“Damn Dude You’re So Sad and I Love it”: There’s So Much More to Sorority Noise

Sorority_Noise

“Music is just always gonna be something I love doing, in any facet.”

As the name hints at, Sorority Noise got their start while still in college. Three out of the four band members were students at the time. Lead singer Cam Boucher himself studied jazz saxophone and recording before graduating last May. Both their critically acclaimed full-length albums (Forgettable and Joy, Departed) were incidentally recorded at his school. While Boucher doesn’t believe college degrees set them apart in any way, it still played an integral role in the band’s development. “I met so many people there and we had a house where we put shows on, so there were constantly bands from my college. I learned a lot about myself in my first two years being away from home and trying to take care of myself.” School didn’t always line up so harmoniously with the band, however. Boucher recalls that in order to get to a show in time, he once tried ripping off the second page of a final and telling the professor that he didn’t receive it. He anecdotally quips, “They didn’t buy it and I got super fucked.”

For Boucher, it’s worth it since touring is one of his favorite parts of being in a band. “I love touring. I could do it all year long. I could play a show every day.” It’s this love that gets him through the rigors of Sorority Noise’s increasingly heavy tour schedule, which included their first full US tour alongside fellow up-and-comers Knuckle Puck, Seaway, and Head North last fall. “We’ll be screaming at each other in the van over something stupid and then after we play it’s like, thank god I have this person in my life and I would not be able to do what I do without them.”

“They didn’t buy it and I got super fucked.”

Of course the music is what makes all of this possible. “I have a lot of anxieties in my life and music’s the only way that I know how cope and deal with them.” Boucher writes music solely for himself, albeit not selfishly. “Music is a weird thing, it’s very self-serving. It’s not built for the consumer. It’s designed for the person writing the music to have a therapy and a release from what they’re going through.”
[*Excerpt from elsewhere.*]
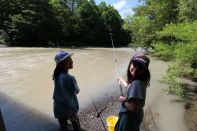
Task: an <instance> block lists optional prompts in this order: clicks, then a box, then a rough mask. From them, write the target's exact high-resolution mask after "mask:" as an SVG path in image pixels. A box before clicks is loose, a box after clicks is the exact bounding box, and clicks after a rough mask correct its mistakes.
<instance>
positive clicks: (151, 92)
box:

When I ask him if he ever weighs what fans want to hear sonically while writing music, he responds with a resounding, “Fuck no.” It turns out to be an issue that Boucher is very passionate about, expanding to shows and what fans expect on the setlist. “That conversation is so real and something that’s not talked about enough. It’s like does the artist owe the fan the song performance or should the person at the show enjoy it because they love the band and want to support the artist.” For Boucher, it’s a firm belief in the latter. “It’s important to do what you want to do because you’re gonna be the one playing those songs.”
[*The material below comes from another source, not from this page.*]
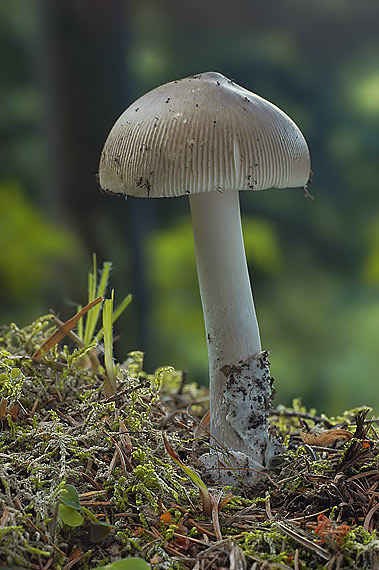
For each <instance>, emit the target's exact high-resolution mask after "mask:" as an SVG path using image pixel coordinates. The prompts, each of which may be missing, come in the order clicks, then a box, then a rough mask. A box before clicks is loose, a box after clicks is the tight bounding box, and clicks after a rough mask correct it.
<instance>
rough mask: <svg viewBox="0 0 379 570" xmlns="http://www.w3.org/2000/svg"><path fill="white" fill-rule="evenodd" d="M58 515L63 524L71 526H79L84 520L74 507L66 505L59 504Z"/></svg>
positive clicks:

When I ask him if he ever weighs what fans want to hear sonically while writing music, he responds with a resounding, “Fuck no.”
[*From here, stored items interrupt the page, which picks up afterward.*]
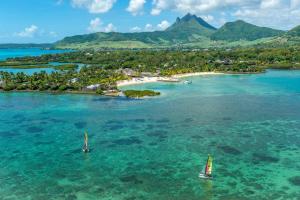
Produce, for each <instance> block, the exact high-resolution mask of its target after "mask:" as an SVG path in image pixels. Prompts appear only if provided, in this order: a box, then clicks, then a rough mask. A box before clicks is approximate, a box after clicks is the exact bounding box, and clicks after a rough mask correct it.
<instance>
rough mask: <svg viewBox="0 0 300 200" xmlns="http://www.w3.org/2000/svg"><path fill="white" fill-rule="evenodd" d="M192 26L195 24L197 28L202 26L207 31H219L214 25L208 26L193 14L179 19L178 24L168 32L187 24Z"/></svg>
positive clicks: (198, 17)
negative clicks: (190, 24)
mask: <svg viewBox="0 0 300 200" xmlns="http://www.w3.org/2000/svg"><path fill="white" fill-rule="evenodd" d="M188 23H190V24H192V23H194V25H195V26H199V27H200V26H201V27H203V28H205V29H209V30H213V31H214V30H217V29H216V28H215V27H213V26H212V25H210V24H208V23H207V22H206V21H204V20H203V19H202V18H201V17H197V16H196V15H193V14H191V13H188V14H186V15H185V16H183V17H182V18H179V17H177V19H176V22H175V23H174V24H173V25H172V26H171V27H169V28H168V29H167V30H172V29H174V28H176V27H179V26H180V27H181V26H183V25H186V24H188Z"/></svg>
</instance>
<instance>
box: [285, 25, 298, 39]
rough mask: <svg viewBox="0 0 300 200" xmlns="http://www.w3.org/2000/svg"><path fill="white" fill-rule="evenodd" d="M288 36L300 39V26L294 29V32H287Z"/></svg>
mask: <svg viewBox="0 0 300 200" xmlns="http://www.w3.org/2000/svg"><path fill="white" fill-rule="evenodd" d="M287 35H288V36H296V37H300V26H297V27H295V28H293V29H292V30H290V31H288V32H287Z"/></svg>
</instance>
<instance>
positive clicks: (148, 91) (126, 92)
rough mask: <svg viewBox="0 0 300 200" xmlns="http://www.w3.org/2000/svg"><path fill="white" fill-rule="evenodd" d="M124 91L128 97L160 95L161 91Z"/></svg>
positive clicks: (144, 96) (148, 96)
mask: <svg viewBox="0 0 300 200" xmlns="http://www.w3.org/2000/svg"><path fill="white" fill-rule="evenodd" d="M123 93H124V95H125V96H126V97H128V98H142V97H152V96H158V95H160V92H155V91H152V90H126V91H124V92H123Z"/></svg>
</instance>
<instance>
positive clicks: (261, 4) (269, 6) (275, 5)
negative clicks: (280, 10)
mask: <svg viewBox="0 0 300 200" xmlns="http://www.w3.org/2000/svg"><path fill="white" fill-rule="evenodd" d="M280 5H281V1H280V0H262V1H261V3H260V8H262V9H269V8H278V7H279V6H280Z"/></svg>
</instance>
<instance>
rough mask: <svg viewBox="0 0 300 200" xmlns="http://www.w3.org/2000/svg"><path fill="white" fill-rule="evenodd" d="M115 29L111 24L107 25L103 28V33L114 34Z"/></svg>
mask: <svg viewBox="0 0 300 200" xmlns="http://www.w3.org/2000/svg"><path fill="white" fill-rule="evenodd" d="M116 30H117V28H116V27H115V26H114V25H113V24H112V23H109V24H108V25H107V26H106V27H104V32H115V31H116Z"/></svg>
With Joy, Departed, their first release on Topshelf Records, Boucher cranks that self-driven honesty to new heights. “This record was a chance for me to start talking about some things that were going on in my head that I had not necessarily had the ability, honesty, or vulnerability to do before.” In particular, he references a song on the album called “Using.” “It’s the first song I really wrote about having manic depression and how I used to make it such a volatile part of my life, but now I’ve come to terms with it and know I’m worth more than my head lets me believe.”

While incredibly therapeutic, Boucher’s music still takes a toll on him, especially when released to the masses. “Your emotions are on display and something that upsets me pretty deeply is when people on Twitter will say like, ‘Sorority Noise wrote the saddest song of 2015,’ or ‘Damn dude you’re so sad and I love it.’ Like these are very real emotions and very real things. People just boil you down to being a sad person and it hurts to hear that I would be defined solely by a quality that is not 100% of my being. I fight manic depression and I deal with my emotions being completely out of control and not being able to handle myself, but I don’t think that makes me a sad person.”

“This record was a chance for me to start talking about some things that were going on in my head that I had not necessarily had the ability, honesty, or vulnerability to do before.”

At the end of the day, however, Boucher wants his music heard. “Sometimes I wish that these songs might just be for me, but I know that if I can help a person through something that they can’t articulate, I want to be part of that. People have come up to me at a show and been like, ‘This thing meant so much to me,’ and that means so much to me that it means so much to them.”